Tests should be read between 48 and 72 h after injection, when the induration is maximum. Tests read after 72 h tend to underestimate the true size of induration. Reading should be performed in a good light, with the forearm slightly flexed at the elbow. The basis of reading is the presence or absence of induration, which may be determined by inspection (from a side view against the light as well as by direct light) and by palpation. For standardization, the diameter of induration should be measured transversely to the long axis of the forearm and recorded in millimeters (130, 131). The absence of induration should be recorded as “0 mm,” not “negative.” Interobserver variability may be decreased by using the ball-point pen method of Sokal to measure induration (132, 133).
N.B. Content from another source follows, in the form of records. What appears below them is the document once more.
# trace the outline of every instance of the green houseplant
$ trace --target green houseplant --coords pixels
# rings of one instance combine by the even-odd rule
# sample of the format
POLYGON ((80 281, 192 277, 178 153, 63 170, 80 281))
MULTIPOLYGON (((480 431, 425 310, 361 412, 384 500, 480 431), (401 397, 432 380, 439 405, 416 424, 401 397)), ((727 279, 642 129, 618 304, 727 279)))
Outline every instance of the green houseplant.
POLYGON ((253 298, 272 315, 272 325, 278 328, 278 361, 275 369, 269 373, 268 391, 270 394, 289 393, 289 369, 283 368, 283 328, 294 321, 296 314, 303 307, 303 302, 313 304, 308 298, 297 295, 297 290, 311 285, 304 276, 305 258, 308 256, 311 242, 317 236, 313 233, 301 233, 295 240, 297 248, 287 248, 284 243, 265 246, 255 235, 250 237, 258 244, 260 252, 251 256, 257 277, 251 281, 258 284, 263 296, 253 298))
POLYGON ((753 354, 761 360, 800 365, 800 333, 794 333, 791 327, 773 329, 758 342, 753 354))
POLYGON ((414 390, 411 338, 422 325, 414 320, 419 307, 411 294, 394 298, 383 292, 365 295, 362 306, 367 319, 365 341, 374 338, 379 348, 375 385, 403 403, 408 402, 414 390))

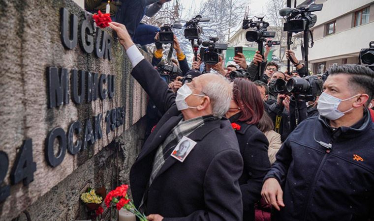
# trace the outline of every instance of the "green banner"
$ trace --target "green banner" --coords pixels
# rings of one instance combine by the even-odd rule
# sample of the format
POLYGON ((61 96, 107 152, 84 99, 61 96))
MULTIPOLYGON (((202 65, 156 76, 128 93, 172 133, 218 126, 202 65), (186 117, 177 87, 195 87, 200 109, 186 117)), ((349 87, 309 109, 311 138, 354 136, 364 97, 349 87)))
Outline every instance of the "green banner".
MULTIPOLYGON (((234 62, 234 47, 229 47, 227 48, 227 50, 226 50, 226 56, 225 59, 225 66, 227 66, 227 63, 229 61, 234 62)), ((252 60, 253 59, 254 54, 256 53, 256 51, 257 50, 257 48, 249 48, 247 47, 243 47, 243 54, 246 57, 246 60, 247 60, 247 64, 249 65, 252 60)), ((272 51, 268 55, 268 60, 271 61, 272 57, 273 56, 273 52, 272 51)), ((231 62, 230 62, 231 63, 231 62)))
The multiple puncture test introduces tuberculin into the skin either by puncture with an applicator with points coated with dried tuberculin or by puncturing through a film of liquid tuberculin. All multiple puncture tests presently available use concentrated tuberculin. The quantity of tuberculin introduced into the skin by the multiple puncture test cannot be precisely controlled. For these reasons, multiple-puncture tests are not as reliable as the Mantoux method of skin testing (123) and should not be used as a diagnostic test. If a multiple puncture test has been placed, the test should be repeated using the Mantoux method, regardless of the result of the multiple puncture test unless there is vesiculation. In this case, the test should be considered positive and no Mantoux skin test placed. For each tuberculin test, a record should be made of the technique of administration (Mantoux or multiple-puncture), the kind and dose of tuberculin, and the size of reaction in millimeters of induration.
To interpret the tuberculin skin test appropriately, one must understand the sensitivity and specificity of the test as well as the positive and negative predictive value of the test. The sensitivity of a test is the percentage of people with the condition who have a positive test. If false-negative results are uncommon, the sensitivity is high. The PPD skin test has a reported false-negative rate of 25% during the initial evaluation of persons with active tuberculosis (134). This high false-negative rate appears to be due to poor nutrition and general health, overwhelming acute illness, or immunosuppression.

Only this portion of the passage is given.